I am reading your arcticle from Japan being imprressed by and appreciating for your greatest experiment of "roti canai". I have had a kind of yearning for making roti canai since I visited Malaysia for the first time. Your achievement helps me tremendously and many many thanks to your sharing, I finally could make my first roti canai ever in my life! I could not thank you enough. I am enjoying practicing flip-flopping dough.
But at the same time I have some questions about roti canai/prata.

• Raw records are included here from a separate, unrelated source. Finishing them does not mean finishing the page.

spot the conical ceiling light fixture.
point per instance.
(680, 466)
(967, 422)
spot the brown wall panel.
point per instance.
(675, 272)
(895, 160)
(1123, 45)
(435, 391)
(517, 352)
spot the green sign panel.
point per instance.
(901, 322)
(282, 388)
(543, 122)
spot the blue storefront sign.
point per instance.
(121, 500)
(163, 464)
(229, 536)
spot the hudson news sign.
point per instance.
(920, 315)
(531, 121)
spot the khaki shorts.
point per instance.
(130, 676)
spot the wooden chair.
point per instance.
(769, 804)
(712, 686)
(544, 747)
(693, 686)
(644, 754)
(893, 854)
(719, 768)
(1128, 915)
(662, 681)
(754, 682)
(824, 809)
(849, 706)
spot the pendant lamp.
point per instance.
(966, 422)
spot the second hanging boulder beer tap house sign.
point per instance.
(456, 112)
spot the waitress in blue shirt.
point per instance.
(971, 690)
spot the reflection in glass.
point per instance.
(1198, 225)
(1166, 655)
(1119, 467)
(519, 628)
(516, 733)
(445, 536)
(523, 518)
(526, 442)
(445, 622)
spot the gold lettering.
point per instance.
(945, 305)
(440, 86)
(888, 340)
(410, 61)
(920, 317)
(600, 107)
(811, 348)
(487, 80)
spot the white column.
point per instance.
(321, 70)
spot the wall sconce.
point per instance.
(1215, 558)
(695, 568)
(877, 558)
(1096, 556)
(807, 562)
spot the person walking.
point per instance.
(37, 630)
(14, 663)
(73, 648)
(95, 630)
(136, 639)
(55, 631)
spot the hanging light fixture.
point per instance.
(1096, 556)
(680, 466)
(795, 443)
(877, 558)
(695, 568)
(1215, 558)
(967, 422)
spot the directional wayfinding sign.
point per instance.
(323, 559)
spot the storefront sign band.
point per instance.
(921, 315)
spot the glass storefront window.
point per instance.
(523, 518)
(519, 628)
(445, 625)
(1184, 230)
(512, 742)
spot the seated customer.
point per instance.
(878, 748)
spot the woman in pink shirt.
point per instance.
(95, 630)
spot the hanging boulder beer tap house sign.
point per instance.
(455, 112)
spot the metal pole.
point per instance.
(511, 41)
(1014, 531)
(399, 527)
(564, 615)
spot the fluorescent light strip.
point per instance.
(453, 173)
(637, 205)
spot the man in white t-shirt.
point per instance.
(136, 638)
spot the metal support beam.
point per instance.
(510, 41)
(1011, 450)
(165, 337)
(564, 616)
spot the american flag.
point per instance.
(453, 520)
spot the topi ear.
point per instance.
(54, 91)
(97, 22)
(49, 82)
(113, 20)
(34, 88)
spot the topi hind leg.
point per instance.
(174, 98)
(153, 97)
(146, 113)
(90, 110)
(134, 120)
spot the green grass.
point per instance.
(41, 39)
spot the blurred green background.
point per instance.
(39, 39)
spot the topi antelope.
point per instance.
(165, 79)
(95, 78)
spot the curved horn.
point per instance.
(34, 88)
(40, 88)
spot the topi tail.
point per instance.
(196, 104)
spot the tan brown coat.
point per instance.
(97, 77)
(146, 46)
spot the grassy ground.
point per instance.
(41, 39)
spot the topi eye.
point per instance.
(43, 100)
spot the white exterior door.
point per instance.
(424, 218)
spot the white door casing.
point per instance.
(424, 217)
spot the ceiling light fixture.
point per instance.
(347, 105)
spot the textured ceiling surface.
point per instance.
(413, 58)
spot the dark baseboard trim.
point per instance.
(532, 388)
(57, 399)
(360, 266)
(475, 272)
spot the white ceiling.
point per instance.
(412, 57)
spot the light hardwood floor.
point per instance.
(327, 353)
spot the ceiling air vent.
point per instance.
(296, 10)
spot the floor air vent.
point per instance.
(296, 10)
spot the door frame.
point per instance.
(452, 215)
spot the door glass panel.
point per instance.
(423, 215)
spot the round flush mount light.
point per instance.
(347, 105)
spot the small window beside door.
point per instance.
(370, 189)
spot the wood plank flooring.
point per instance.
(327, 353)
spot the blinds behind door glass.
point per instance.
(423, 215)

1. Do professional prata men usually put more Ghee/Butter or vegetable oil in dough than your recipe? Because at my first attempt, I used vegitable oil just as much as following your instruction (Enriched version). But it crucially lacks richness and sweet aroma compared to the street roti canai in Malaysia. So, at second attempt I put in Ghee in dough. This time, it smelled good and rich with slightly sweet flavour of Ghee, but I thought it is still not enough mild and soft. After heating the dough on the pan, it became like "hard and dried out". Please refer to the attahced image. But at this time I used again vegetable oil for flip-flopping (Because in Japan Ghee is more expensive...)
2. Do you possibly know how to cook "redish dip sauce (with green beans?)" which is ALWAYS served with roti canai? I' am trying to find the recipe online, but I could not reach the right one... It is another biggest mistery of roti canai. I don't think it is chicken curry.